Le temps d’un voyage : l’art déco à travers la ville
À Reims, le charme de l’art déco se dissimule souvent au coin d’une rue. Toutefois, de grandes rues et quelques espaces concentrent les plus beaux témoins de l’architecture séculaire. C’est le cas de deux grands axes, se croisant au cœur même de la cité, comme un cardo et un decumanus modernes. Depuis la gare, la place Drouet d’Erlon ou la rue de Talleyrand sont des passages obligés pour les visiteurs en quête de l’art déco. Là, des façades d’immeubles sont typiquement représentatives du style des années 1920. Il y a notamment celles des anciens magasins Au Petit Paris, des Docks Rémois, ou de la maison Leboeuf, surprenante et discrète bâtisse parée de mosaïques colorées et de fenêtres courbées. À l’angle, la rue de Vesle abrite quelques jolis exemples. Là, l’opéra est embelli d’une fresque de plafond typique d’art déco, tant pour son style que pour ses symboles.
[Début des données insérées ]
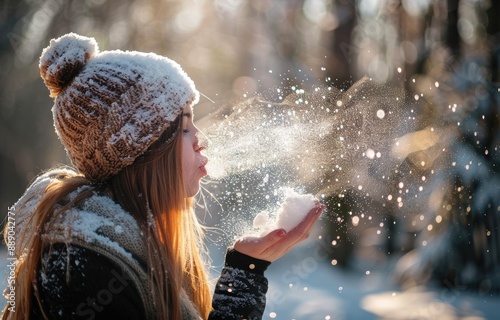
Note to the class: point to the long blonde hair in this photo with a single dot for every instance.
(152, 190)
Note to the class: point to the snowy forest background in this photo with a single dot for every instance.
(444, 54)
René Rousseau-Decelle y représente la fête de Bacchus, une référence à la Rome antique fréquente, puisqu’on la retrouve autrement dans la piscine du « Tennis club de Reims », entourée de ses colonnes, décorée de mosaïques, inspirée des vestiges antiques de la capitale italienne. Toujours dans le prolongement de cet axe, la rue Cérès abrite son lot de bonnes surprises. Le comptoir de l’industrie et, en face, la maison natale de Colbert sont parmi les curiosités art déco immanquables.
Ici, donc, l’art déco a pu s’allier aux anciennes traditions et à l’illustre passé rémois. Puisqu’après Colbert, ce sont les maisons de champagne qui se sont parées des références de ce style. Le cellier d’expédition Mumm, ou la Villa Demoiselle de Vranken-Pommery sont de véritables bijoux architecturaux. Deux autres artères doivent également interpeller l’amateur d’art déco : le cours Langlet et la rue du Temple. La première, tracée au lendemain de la Grande Guerre, regroupe, dans une imprenable perspective sur la cathédrale, de vastes immeubles caractéristiques de la reconstruction de Reims. La seconde, discrète derrière les massives halles du Boulingrin, classées monument historique, est surprenante par son charme et ses bâtiments aux allures courbées et colorées. Pour les curieux, plus loin dans la ville, la cité du Chemin Vert est un quartier classé au patrimoine mondial de l’UNESCO. Figure urbaine du catholicisme social, il s’agit d’un quartier ouvrier atypique, constitué de maisons individuelles avec jardin, uniformes et concentrées autour de l’église Saint-Nicaise, sur la liste des monuments art déco de Reims. L’église, d’un style extérieur romano-byzantin déjà remarquable, abrite en son sein un chemin de croix de l’artiste Jean Berque et des autels de l’architecte Auburtin qui sont, pour le coup, des joyaux d’art déco. Le style du siècle dernier est donc encore bien visible, un peu partout, dans la cité des sacres.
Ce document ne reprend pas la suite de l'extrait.